Performance Issues on AVX Instructions

heiko77 · ‎11-25-2011

Hello,

the following code fragment shows up some strange behaviour that I couldn't find described in the docs.

#include
#include

int main() {
float tmp;
volatile __m256 b = _mm256_broadcast_ss(&tmp);

asm volatile ("nop"); // align jump target to 16 byte

for (int i=0;i<1000000000;i++) {
asm volatile("vpmuludq %xmm1, %xmm0, %xmm1");
}

}

This code runs in approx. 5.5 billion cycles.

If I comment out the broadcast, the codes runs in 4.5 billion cycles. It seems that the broadcast sets the saved flag in the avx status reg and the AVX instructions in the loop never clear this flag and all following AVX instructions are suffering a penalty.

If I add a "vzeroupper" instruction after the broadcast the code runs in expected time.

Do I have missed something out, or could this be a bug (in documentation or cpu)?

My two questions are:
1. Why is the "saved" flag set, without using any SSE instruction?
2. Why isn't that flag cleared after running the first AVX instruction?

See http://www.intel.com/content/www/my/en/architecture-and-technology/64-ia-32-architectures-optimization-manual.html page 512 for the penalty I'm reffering to.

This behavior is the same using the intel compiler and the gcc.

Best regards,
Heiko

heiko77 · ‎11-29-2011

Can anybody confirm this behaviour as a bug? Or is any further information needed? This issue is a real show stopper for us, so we really have to make some decisions...

Brijender_B_Intel · ‎11-29-2011

Can you please tell which compiler are you using? Also, did you try to look at the assembly generated for differnet configuration? it may tell you whether compiler is generating vzeroupper correctly in all cases or not?

heiko77 · ‎11-29-2011

I used intel compiler and gcc, both are generating the same assembly code without any vzeroupper. In my opinion thats correct, because I'm not using any SSE code. In my understanding vzeroupper is only for mixing SSE and AVX.

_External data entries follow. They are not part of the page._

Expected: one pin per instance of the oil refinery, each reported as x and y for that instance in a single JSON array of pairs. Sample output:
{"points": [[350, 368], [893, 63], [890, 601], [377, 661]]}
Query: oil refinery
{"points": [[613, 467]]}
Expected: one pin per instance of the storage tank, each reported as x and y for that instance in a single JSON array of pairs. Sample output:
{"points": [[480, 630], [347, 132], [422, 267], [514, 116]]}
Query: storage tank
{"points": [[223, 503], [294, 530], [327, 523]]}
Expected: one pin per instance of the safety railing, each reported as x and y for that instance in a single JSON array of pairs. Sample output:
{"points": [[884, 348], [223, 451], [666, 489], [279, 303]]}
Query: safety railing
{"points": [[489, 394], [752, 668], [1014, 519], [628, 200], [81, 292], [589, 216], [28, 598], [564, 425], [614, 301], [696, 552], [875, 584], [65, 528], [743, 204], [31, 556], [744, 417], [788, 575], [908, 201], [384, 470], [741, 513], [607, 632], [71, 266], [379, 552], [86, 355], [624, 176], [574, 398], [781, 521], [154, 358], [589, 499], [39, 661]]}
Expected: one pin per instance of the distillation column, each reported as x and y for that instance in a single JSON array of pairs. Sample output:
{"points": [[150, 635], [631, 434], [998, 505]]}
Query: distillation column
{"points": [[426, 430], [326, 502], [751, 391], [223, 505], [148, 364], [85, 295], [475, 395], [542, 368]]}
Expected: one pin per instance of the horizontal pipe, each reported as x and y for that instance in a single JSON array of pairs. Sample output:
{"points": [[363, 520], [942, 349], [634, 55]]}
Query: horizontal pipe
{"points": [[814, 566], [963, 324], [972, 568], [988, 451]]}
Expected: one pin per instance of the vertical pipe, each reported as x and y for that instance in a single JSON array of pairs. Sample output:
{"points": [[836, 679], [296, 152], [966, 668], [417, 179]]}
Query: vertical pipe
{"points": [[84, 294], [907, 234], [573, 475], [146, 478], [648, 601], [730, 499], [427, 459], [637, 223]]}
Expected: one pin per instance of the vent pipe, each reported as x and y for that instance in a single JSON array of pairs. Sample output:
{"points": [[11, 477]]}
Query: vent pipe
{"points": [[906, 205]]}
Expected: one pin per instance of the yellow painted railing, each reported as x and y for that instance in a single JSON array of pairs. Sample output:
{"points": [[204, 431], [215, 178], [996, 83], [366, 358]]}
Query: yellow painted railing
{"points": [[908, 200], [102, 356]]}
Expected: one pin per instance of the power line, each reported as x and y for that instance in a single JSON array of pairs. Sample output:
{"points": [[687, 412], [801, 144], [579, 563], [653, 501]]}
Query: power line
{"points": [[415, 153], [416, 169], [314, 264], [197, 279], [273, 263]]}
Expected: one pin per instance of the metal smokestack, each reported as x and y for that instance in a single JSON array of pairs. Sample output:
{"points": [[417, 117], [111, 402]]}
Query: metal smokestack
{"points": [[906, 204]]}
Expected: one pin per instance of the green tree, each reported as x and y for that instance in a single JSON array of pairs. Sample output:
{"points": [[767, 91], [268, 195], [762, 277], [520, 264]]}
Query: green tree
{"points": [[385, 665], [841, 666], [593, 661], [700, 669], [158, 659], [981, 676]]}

The biggest issue in my opinion is, that even if a vzeroupper would be needed, a single avx instruction should bring the same result (with a penalty) than vzeroupper. I'm running a billion AVX instructions and every one of these is delayed!

The test code is generated only to reproduce the error. We have a big simulation project here which has the same runtime if we replace SSE instructions with AVX instructions and let the mailoop only run half the time. In theorie we're expecting nearly a 50% speedup.

Maxym_D_Intel · ‎12-06-2011

AVX on SandyBridge is 256bits wide for float point computations
where for integer ones is still 128bits asper SSE

vzeroupper not much needed in your case but let me check the situation in details...

heiko77 · ‎12-07-2011

Thank you very much!

We ran the code on a Xeon E31245 with the reported results. On an core i5 there was no penalty. So maybe this is a bug in the xeon?

Maxym_D_Intel · ‎12-09-2011

Your code is not running into AVX<->SSE state problems as described on page 512 in the web article you reference.

Instead, you are running into a problem with bypass domains in the execute unit. If you look carefully at your code, you mix floating point (the broadcast) with integer (the vpmuludq). Since your main loop essentially measures the latency of the vpmuludq instruction, you expected to see 5 clocks. But because the XMM0 register was produced by a single precision floating point instruction (the broadcast), you see 5+1 clocks of latency each loop. This is the 20% penalty you observe. This is the reason that Intel recommends you match data types.

When you add the VZEROUPPER, you dont really fix the problem. Since your loop is very long, your code has an interaction with the OS state save/restore (e.g. after a timer interrupt). And since VZEROUPPER allows the machine to optimize state save instructions, this can alter the instruction that produces XMM0. (I.e. XMM0 might be written by an instruction in the OS state save, instead of by the broadcast). This is why the latency of your main loop changes.